Mentally rehearse, identify words or phrases to use and avoid.
Prepare yourself emotionally.
Build a therapeutic environment/relationship
Determine what and how much the patient wants to know.
Have family or support persons present.
Introduce yourself to everyone.
Warn the patient that bad news is coming.
Use touch when appropriate.
Schedule follow-up appointments.
Communicate well
Ask what the patient or family already knows.
Be frank but compassionate; avoid euphemisms and medical jargon.
Allow for silence and tears; proceed at the patient's pace.
Have the patient describe his or her understanding of the news; repeat this information at subsequent visits.
Allow time to answer questions; write things down and provide written information.
Conclude each visit with a summary and follow-up plan.
Deal with patient and family reactions
Assess and respond to the patient and the family's emotional reaction; repeat at each visit.
Be empathetic.
Do not argue with or criticize colleagues.
Encourage and validate emotions
Explore what the news means to the patient.
Offer realistic hope according to the patient's goals.

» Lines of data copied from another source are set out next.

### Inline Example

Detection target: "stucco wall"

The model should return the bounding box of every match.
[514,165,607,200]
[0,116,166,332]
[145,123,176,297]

Use interdisciplinary resources.
Take care of your own needs; be attuned to the needs of involved house staff and office or hospital personnel.

Final Comment

Despite the challenges involved in delivering bad news, physicians can find tremendous gratification in providing a therapeutic presence during a patient's time of greatest need. Further research is needed to provide empirical support for consensus-based guidelines. However, a growing body of evidence demonstrates that physicians' attitude and communication skills play a crucial role in how well patients cope with bad news and that patients and physicians will benefit if physicians are better trained for this difficult task. The limits of medicine assure that patients cannot always be cured. These are precisely the times that professionalism most acutely calls the physician to provide hope and healing for the patient.